In the beginning of 2025 I made a decision to get back into creating art after a 10 year hiatus while I was getting my Nursing degree. Art had to take a couple steps back as the time I had was dedicated to studying and working (but that is another story). When I decided to get back into art, I wanted to see if I could make it as an artist. So I decided to go to my paper cut style because I feel like it is a unique enough style that can easily be recognized as “my style”. For this first piece back, my goal was to do a well known subject that is big and complicated to give me an idea of how long a piece like this would take so if I had any commissioning requests I could give the collector an honest estimate of how long it would take me to complete. While looking for a subject, I wanted to appeal to a younger crowd. Until this time, my other cut portraits were people of older TV shows, movies and music, but instead of looking into the past, I decided to try and do a piece that was more in the present. That is when I decided to pick Taylor Swift as a subject because at that time she was all over the news and music scene. Taylor had the recognition I was looking for in a piece, and her lavish outfits adorn with millions of sequins, would make this the most complicated piece I had done up to this point.

Why this pose of Taylor Swift?

While looking through hundreds of photos of Taylor Swift, I felt drawn to this one, as I feel it best portrays who Taylor is. (Now, full disclosure, I do not listen to Taylor Swift, I maybe know a handful of songs at best, so I am not at all an expert.) The first thing I loved about this pose, is Taylor’s arm flex. I felt that this was not a show of her physical strength, but of her strength as a musician and as an influencer. She has millions of followers, she has over 100 million albums sold, she has one of the most successful music tours ever, and that is her flex of strength. This arm flex also feel like a challenge to anyone who dares to cross her path. She knows what she can, and has accomplished, and she knows she will win every time. It is that confidence that can also been seen in her face in this piece. Taylor’s eyes and her iconic bright red lipstick, shouting to the world that she is on top, she is the best. If all of that does not deter you from challenging her, in this pose, she has her microphone at the ready in her right hand, like an old western outlaw ready to draw her revolver in a standoff. This is the feeling I got off of this one pose over all of the pictures I saw of Taylor Swift. (Credit to the Associated Press that took the original photo)

What did I hope to achieve with this piece?

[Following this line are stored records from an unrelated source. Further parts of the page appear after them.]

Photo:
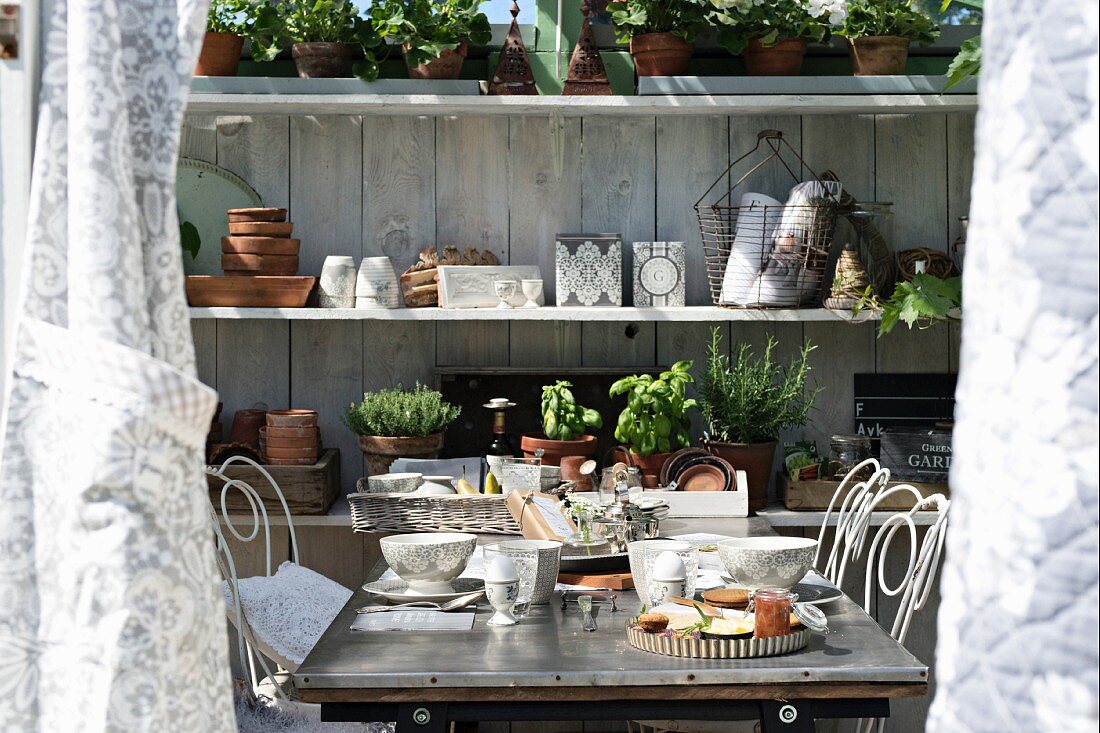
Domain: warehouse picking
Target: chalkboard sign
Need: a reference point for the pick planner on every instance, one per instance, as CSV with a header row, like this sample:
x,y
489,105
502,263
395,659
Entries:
x,y
901,401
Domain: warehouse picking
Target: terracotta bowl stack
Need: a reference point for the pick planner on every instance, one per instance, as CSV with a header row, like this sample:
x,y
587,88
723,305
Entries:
x,y
260,243
290,437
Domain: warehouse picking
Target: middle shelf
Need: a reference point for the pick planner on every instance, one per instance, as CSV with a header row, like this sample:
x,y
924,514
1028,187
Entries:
x,y
689,314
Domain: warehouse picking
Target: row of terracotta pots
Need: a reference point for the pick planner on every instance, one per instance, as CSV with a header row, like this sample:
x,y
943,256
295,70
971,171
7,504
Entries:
x,y
221,54
666,54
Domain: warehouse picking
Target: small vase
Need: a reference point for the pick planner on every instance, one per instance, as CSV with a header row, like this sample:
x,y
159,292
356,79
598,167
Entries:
x,y
337,285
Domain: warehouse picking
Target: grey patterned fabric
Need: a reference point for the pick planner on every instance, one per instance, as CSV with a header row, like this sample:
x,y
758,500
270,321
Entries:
x,y
1018,620
110,614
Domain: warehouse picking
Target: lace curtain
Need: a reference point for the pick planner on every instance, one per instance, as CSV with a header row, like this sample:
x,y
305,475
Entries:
x,y
110,617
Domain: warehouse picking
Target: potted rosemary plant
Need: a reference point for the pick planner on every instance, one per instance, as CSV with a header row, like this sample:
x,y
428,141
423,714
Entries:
x,y
322,36
563,427
433,34
879,33
660,32
399,423
747,403
772,35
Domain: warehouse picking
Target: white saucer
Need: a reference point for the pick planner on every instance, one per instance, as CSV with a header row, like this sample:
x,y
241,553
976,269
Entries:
x,y
397,590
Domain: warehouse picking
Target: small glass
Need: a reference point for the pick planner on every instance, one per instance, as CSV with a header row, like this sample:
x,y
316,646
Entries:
x,y
772,609
527,566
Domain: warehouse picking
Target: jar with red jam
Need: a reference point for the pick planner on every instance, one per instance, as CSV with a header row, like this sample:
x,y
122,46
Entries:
x,y
772,608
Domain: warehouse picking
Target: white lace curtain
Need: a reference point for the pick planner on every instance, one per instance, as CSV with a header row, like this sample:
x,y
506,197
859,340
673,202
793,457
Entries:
x,y
110,616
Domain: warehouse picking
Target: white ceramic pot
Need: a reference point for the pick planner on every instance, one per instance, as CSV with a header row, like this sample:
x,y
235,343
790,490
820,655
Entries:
x,y
337,285
429,561
376,284
767,561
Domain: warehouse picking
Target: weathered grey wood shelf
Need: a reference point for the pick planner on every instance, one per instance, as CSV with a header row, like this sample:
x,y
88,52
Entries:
x,y
657,106
690,314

While this piece was my re-introduction into creating art, I did have a few artistic challenges I wanted to try with this piece. First, this was going to be one of the biggest pieces I have done so far. For these portraits I use 12×12 inch scrapbooking cardstock paper so having pieces to cut larger than that, I have to put two or three pieces together to create the right size to fit the shape, but this creates a seam in the paper. The biggest challenge is trying to hide these seams, so that they do not distract from the overall piece. However, sometimes it cannot be completely hidden so it is a matter of making them as minimum as possible. The second challenge I wanted to accomplish is to create a section with multiple colors. Before this piece, each section would have the different color values of the section in the main color. For example if you look at Taylor’s skin, each skin section has seven different values of her main skin tone, but for her red lips and for her sequined body suit, one color was not going to do this piece any justice. While her red lips were straight forward, her Body suit was a different story. In the original picture, the sequins hitting the light made it so there were multiple colors. I decided to take the main colors of the grey-ish suit with deep blue and magenta sequin highlights, and use those three colors to use for the body suit. It was a challenge to road map this out on my template as my printer colors didn’t fully match the colors I was seeing on the screen. So halfway through road mapping my color copy, I decided to start over and print in black and white, and color with a color pencil what color I wanted each shade to be. This was a pain staking process, and one that on somedays all I could muster for working on the body suit was 5 minutes tops before mental exhaustion would set in. With these two challenges to accomplish along with getting back into creating art, I found this piece to be successful in what I wanted to accomplish artistically.